– Ты должна перевестись в другую часть, – сказал я решительно.
– Например, в Тверь, – задумчиво произнесла Соня. – Кончить тем, с чего начала. Ну, довольно. Я сказала самое главное, а там – что будет, то и будет.
Тоска
Через несколько дней после нашей встречи Соню направили на работу в Иваново-Вознесенск. Она написала Лукомскому свой адрес и ждала письма «до востребования». Прошло две недели, ответа не было. Она начала волноваться: каждый день, возвращаясь с работы, заходила на почту, справлялась в окошечке «До востребования». И каждый раз девица с напудренным носиком, быстро-быстро перебирая тонкими пальчиками разноцветные и разнокалиберные конверты, кидала ей равнодушное «нет», точно хозяйка кондитерской надоевшей нищенке. Ей начинало казаться, что она надоела почтовой девице и та только и думает о ней и ее неприходящем письме, хотя отлично понимала, что это глупо и нелепо. Это была своего рода болезнь, мания подозрительности.

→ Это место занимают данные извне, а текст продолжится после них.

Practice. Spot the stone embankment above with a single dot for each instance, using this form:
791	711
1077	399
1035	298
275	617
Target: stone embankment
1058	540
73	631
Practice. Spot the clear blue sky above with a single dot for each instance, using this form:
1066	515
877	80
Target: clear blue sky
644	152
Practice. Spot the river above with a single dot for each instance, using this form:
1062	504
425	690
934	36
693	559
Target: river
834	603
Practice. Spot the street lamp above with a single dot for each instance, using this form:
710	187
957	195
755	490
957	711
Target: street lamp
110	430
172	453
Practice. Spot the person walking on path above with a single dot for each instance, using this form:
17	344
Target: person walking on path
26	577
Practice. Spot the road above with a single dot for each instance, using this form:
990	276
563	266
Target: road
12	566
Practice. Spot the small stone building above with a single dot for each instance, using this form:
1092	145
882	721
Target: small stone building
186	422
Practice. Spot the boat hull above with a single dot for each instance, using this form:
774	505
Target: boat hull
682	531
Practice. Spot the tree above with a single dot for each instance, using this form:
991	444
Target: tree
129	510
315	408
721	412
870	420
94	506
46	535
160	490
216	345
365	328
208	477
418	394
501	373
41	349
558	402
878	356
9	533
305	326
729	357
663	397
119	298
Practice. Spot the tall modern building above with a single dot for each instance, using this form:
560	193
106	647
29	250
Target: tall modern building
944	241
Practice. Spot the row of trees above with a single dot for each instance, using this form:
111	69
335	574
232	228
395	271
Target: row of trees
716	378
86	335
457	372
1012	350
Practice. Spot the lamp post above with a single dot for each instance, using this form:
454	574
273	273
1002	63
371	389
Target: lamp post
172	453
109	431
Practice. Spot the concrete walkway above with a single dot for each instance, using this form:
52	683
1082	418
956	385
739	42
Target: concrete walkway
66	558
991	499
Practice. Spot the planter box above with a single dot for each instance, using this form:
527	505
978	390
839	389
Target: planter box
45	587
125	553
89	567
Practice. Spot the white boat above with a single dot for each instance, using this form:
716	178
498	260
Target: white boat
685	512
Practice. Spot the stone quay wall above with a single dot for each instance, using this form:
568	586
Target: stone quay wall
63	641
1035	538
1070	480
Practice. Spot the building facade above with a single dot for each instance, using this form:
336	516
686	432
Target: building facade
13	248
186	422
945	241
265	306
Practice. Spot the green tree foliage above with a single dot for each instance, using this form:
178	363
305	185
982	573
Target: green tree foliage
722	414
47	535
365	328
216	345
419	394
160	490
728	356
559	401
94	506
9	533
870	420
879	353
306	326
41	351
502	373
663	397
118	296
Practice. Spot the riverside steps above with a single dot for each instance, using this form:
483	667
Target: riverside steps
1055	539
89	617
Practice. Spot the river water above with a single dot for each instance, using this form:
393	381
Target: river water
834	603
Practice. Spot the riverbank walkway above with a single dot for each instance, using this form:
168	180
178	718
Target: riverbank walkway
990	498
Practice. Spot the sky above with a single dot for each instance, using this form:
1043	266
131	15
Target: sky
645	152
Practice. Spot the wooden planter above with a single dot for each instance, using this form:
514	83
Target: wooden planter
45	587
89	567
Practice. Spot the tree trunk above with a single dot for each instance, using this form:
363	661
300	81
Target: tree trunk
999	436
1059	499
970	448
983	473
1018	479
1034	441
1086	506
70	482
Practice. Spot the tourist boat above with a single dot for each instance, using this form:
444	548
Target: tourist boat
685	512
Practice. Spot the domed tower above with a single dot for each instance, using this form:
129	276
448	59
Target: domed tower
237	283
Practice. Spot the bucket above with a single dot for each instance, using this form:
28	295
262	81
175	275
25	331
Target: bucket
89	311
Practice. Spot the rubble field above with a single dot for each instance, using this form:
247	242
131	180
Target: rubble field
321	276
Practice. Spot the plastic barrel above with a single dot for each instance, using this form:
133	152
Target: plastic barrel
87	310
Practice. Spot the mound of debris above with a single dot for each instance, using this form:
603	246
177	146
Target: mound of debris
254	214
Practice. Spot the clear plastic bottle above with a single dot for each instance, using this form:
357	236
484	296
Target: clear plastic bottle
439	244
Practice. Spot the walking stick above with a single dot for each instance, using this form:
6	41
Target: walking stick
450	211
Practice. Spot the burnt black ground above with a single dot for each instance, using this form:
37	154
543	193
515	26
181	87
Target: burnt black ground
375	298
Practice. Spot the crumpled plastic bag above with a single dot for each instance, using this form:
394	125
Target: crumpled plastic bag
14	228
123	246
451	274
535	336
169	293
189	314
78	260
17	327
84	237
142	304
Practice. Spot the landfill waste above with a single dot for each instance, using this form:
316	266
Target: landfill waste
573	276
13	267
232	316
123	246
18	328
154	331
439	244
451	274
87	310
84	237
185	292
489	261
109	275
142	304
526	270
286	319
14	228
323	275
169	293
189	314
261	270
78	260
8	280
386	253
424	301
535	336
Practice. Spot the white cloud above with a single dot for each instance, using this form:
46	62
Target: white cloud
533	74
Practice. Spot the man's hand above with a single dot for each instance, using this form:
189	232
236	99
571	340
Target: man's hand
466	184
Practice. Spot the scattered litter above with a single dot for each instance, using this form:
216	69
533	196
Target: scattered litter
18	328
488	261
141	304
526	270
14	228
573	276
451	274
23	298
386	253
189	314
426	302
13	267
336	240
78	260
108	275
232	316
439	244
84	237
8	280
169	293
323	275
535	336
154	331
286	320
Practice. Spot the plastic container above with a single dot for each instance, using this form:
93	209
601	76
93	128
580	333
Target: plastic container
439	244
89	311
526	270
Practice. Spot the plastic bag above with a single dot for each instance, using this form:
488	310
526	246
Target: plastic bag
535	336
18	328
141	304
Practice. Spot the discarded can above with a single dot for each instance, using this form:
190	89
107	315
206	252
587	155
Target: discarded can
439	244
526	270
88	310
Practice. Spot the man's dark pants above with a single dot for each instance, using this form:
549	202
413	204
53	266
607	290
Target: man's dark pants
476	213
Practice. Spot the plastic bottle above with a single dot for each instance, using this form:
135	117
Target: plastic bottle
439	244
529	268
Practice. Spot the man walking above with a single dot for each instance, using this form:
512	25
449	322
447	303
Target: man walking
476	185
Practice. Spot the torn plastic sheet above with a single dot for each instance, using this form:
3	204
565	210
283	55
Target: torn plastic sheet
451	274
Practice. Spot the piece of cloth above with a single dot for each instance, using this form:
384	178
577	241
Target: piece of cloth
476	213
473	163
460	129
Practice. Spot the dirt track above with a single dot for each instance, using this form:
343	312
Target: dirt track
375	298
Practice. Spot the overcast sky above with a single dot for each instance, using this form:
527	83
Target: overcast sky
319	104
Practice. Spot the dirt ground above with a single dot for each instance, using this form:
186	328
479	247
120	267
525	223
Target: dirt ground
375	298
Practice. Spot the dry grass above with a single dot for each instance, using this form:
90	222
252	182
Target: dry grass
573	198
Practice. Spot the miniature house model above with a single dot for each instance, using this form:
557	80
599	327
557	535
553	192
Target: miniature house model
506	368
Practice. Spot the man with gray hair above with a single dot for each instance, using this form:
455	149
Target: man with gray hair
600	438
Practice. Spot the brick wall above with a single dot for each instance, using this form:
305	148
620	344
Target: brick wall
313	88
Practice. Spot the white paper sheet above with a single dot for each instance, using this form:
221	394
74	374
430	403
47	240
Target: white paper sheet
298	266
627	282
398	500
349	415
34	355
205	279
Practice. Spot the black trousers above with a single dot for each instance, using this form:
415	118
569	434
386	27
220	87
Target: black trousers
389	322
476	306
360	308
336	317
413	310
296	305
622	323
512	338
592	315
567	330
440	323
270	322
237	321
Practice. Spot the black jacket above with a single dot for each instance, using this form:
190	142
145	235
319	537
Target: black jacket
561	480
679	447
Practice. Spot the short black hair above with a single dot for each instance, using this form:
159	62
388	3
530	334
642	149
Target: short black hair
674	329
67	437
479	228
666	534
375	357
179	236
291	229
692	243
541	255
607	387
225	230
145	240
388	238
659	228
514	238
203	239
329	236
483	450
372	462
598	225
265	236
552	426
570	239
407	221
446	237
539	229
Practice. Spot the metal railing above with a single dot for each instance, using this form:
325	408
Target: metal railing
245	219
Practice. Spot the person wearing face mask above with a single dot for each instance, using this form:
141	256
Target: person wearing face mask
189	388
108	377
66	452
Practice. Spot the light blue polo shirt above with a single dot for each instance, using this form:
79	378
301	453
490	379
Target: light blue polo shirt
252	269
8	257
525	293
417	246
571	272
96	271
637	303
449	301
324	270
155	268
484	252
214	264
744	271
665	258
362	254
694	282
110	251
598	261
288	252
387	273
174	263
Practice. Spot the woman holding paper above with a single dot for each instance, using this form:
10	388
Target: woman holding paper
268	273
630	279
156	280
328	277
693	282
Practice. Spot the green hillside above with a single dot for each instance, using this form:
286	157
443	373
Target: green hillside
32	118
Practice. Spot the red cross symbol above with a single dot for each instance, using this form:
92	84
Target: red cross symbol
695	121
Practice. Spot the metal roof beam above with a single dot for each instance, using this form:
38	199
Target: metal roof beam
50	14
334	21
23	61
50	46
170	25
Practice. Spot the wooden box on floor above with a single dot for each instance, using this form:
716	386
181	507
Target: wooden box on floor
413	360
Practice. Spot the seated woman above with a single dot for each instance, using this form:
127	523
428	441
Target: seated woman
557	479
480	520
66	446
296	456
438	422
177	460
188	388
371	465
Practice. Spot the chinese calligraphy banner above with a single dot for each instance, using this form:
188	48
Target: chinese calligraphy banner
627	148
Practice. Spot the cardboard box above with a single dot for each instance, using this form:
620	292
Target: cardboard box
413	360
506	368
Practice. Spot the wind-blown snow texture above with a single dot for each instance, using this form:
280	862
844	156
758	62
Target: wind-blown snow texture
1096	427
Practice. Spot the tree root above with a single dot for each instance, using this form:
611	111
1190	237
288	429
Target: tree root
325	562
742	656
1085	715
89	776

За две недели мучительного ожидания в очереди у окошечка «До востребования» она невольно изучила публику, толпившуюся здесь. Одни подходили энергичными деловыми шагами и небрежно кидали: «Есть письмо такому-то?» Если отвечали, что нет, слегка приподнимали брови и гордо отходили в сторону, точно были рады. Другие прокрадывались к окошечку, воровато озираясь по сторонам, точно совершая что-то дурное, и говорили тягуче не то просящим, не то извиняющимся голосом: «А скажите, пожалуйста, нет ли случайно мне письмеца, я жду, видите ли, от брата… Он сейчас уехал на работу в Саратов… Обещал писать… да вот нет ни слуху ни духу. Сегодня тоже нет? Ага… А почта сегодняшняя разобрана, да? Ага…»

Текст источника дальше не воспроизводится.